In a survey of the management of 400 medium-sized and large companies, 25 percent named Germany as one of the three most attractive investments after China itself with 61 percent and the US with 29 percent, consultants Ernst & Young said.
And with vast piles of cash at their disposal, Chinese companies are mulling a German shopping spree, the study found.
"Chinese companies' purses are full to bursting," said head of Ernst & Young's transaction advisors for Germany, Switzerland and Austria, Alexander Kron.
"For most of them, it would be no problem to finance larger-scale acquisitions with their own substantial funds," Kron said.
In addition, many listed German companies are considered undervalued and therefore priced to sell, owing to recent negative stock market developments, he argued.

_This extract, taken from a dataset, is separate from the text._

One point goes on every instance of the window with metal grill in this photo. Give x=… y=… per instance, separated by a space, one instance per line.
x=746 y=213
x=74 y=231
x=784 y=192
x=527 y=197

Of the companies that said they planned to invest in Germany, nine percent said they were planning business acquisitions, "which is an astonishingly large number," Kron said.
A further 56 percent said they would be interested in joint ventures.
"It is to be assumed that a substantial proportion of these joint ventures will lead to the Chinese companies later raising their stakes to a majority shareholding," Kron said.
Chinese investors were primarily interested in engineering companies, with 57 percent of those surveyed saying they saw this sector as particularly attractive.
The automobile industry followed in second place with 42 percent.
The government development agency Germany Trade & Invest said in March that China was the top foreign investor in Germany in 2011, ahead of the US, Switzerland and France.
China or companies based there invested in 158 projects, while the US invested in 110, Switzerland in 91 and France in 53, GTAI said.
Among a number of recent high-profile takeovers, Chinese automotive supplier Heibei Lingyun Industrial Group Corporation agreed earlier this year to acquire Kiekert, a German maker of latch systems for cars.
And in January, Chinese construction equipment giant Sany Heavy Industry acquired Putzmeister, a German family-owned engineering firm, in what was described as one of the biggest deals in the so-called "Mittelstand" sector that makes up the backbone of the German economy.
China was guest of honour at this year's Hanover industrial trade fair, the world's biggest, in April.
With 500 firms present, China accounted for 10 percent of exhibitors, making it the largest single showcase of China's industrial technology ever outside the People's Republic.
The week-long fair was jointly opened by German Chancellor Angela Merkel and Chinese Prime Minister Wen Jiabao.